События начали разворачиваться стремительно, будто их, и всех нас, и само время, засунули в некую метафизическую стиральную машину и включили на тысячу оборотов. Судя по всему, кто-то там, из престарелых олимпийцев, решил переиграть ситуацию, максимально её ускорив.

Вероятнее всего, кто-то из Членов сказал фразу про «Пинком под зад», усилив её решительным взмахом старческой руки, и подчинённые, знающие своего шефа лучше Конституции СССР, приняли эти слова к исполнению, и события пошли по ускоренному протоколу.

– Да… – ерунда, – отмахнулся спешно подъехавший адвокат на вопросы, скривив лицо, – аппаратные игры! Объяснять и так-то долго, а если вы не в теме, то и с объяснениями не поймёте.

– Вот же ж незадача, – внезапно расстроился он, – забыл! С вечера вам бутерброды приготовил, но с утра на телефон сколько звонков было, что совсем из головы вылетело!

– Ерунда, – скупо усмехнулся отец, и мы с мамой, переглянувшись, молча согласились с ним. Какая, к чёрту, еда… у меня от волнения желудок к горлу подкатывает, у мамы, судя по её виду с зеленцой, ситуация аналогичная.

Развивать тему мы не стали, сосредоточившись на документах и последних инструкциях.

Сопровождающие нас советские чиновники, число которых перевалило за третий десяток, активно этому мешают, требую что-то, наседая и всячески набирая очки в глаза товарищей и конкурентов.

– Послушайте…

… но слушать не надо – это, как я уже сказал, не для нас и не в нашу пользу.

– Я требую немедленно! – шумит одутловатый, одышливый чиновник в костюме из спецраспределителя, и я с трудом, да то и случайно, понимаю – он хочет, чтобы перед отъездом мы подписали что-то, осуждающее не то сионизм вообще, не то отдельных сионистов.

Но всё это уже последние судороги, и нас выводят под конвоем на крыльцо.

Людей неожиданно много! Знакомые, малознакомые и совсем незнакомые, они мелькают, как в стробоскопе – так, что успеваю выхватывать немногое и немногих.

Киваю, машу рукой и улыбаюсь, улыбаюсь, улыбаюсь… Мы, чёрт подери, уезжаем!

– Ici, ils dansent et tout ira bien, – снова повторяю я, поймав глаза Леры, – Просто не сразу!

… и на этом меня запихали в ПАЗик вслед за родителями. Рывок, резкая остановка, снова рывок, и автобус с нами, с конвоирами и адвокатом внутри, поехал в аэропорт.

Окна в автобусе задраены – очевидно, из тех же соображений, из каких нам запретили в здании суда не то что открывать их, но и подходить близко. А вдруг мы, о ужас, начнём выкрикивать антисоветские лозунги, высунув в окошко головы⁈ Это ж ЧП! Ситуацию на Политбюро разбирать будут!

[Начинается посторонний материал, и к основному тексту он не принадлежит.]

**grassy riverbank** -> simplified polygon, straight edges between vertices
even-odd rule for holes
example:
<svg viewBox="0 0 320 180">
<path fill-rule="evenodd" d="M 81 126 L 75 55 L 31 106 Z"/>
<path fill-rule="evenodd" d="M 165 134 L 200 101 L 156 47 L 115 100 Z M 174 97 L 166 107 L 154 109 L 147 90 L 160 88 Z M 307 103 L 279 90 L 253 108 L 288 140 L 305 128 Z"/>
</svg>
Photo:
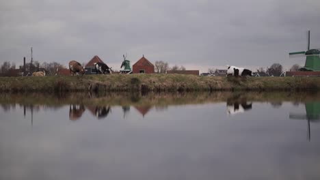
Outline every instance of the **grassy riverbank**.
<svg viewBox="0 0 320 180">
<path fill-rule="evenodd" d="M 196 91 L 320 90 L 320 78 L 111 74 L 83 76 L 1 77 L 0 91 Z"/>
</svg>

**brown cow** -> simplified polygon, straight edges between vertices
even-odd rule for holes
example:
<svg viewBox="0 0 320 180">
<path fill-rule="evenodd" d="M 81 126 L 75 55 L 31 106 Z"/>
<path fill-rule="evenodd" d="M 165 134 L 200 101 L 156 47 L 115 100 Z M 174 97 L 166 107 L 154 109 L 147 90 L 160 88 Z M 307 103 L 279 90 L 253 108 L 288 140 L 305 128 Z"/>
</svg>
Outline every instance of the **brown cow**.
<svg viewBox="0 0 320 180">
<path fill-rule="evenodd" d="M 75 76 L 75 74 L 77 73 L 82 74 L 82 76 L 85 74 L 83 67 L 82 67 L 81 64 L 76 61 L 71 61 L 69 62 L 69 70 L 72 76 Z"/>
<path fill-rule="evenodd" d="M 32 73 L 32 76 L 46 76 L 46 72 L 35 72 Z"/>
</svg>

Или – выброшенная в окно записка, скомканная, незаметная…

… чтобы что? Кому? Что и кому мы можем передать? Ну бред же, бред…

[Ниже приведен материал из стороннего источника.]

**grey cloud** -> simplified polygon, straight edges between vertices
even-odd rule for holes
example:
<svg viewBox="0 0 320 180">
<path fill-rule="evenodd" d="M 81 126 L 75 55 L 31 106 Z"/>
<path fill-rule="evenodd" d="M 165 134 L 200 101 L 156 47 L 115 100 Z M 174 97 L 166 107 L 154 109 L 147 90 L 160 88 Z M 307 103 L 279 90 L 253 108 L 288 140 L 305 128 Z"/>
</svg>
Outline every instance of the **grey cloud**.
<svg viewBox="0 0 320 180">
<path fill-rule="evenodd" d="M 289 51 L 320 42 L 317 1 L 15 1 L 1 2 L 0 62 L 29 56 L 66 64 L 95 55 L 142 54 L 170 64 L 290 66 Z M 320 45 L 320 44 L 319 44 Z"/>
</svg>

… а они в таких условиях живут, не замечая и не понимая всей абсурдности своей жизни.

Это уже не Испания времён Торквемады[v], то бишь Иосифа Виссарионовича, но аналогии, включая ханжество, религиозность, и привычный, застарелый, загнанный в подсознание страх, в наличии. В наличии же, рядом с собственным страхом – гордость за огромную Империю, за страх соседей перед твоей страной, готовность умирать за то, чтобы было – так!

Христианская, то бишь коммунистическая идеология для объединения, цементирования Империи, аутодафе для еретиков, изгнание неверных…

Явственно увидев на месте комитетчика в штатском инквизитора в рясе, поёжился, разом будто замёрзнув в жаркой духоте, и постарался выбросить эти мысли из головы. Сколько в моих мыслях правды, а сколько за уши притянуто, сказать сейчас невозможно. Всё это так… даже не вилами на воде, а пальцем по воздуху.

Не особо увлекаясь в прошлом социологией и психологией, прекрасно, тем не менее, помню некоторые примеры, вошедшие во все учебники, когда очевидные, казалось бы, вещи, были по факту полностью зеркальны. А строить предположения на собственных страхах и фантазиях, если я хочу заниматься реальными делами, нельзя.

' – Ещё одна проблема, – мрачно подумал я, чуть сползая на сидение и упираясь коленками в спинку переднего, – Отсутствии нормальной, не высосанной из пальца, статистики по СССР, и уж тем более – достоверных социологических исследований. Вот как в таких условиях работать?

Если глава государства после войны рассказывает о безвозвратных потерях семи миллионов человек[vi], то о какой-то достоверной статистике может идти речь? Цифры потом, конечно же, пересматривали, но насколько я помню, даже в будущем, при открытых, казалось бы, архивах, историки до сих пор спорят о потерях!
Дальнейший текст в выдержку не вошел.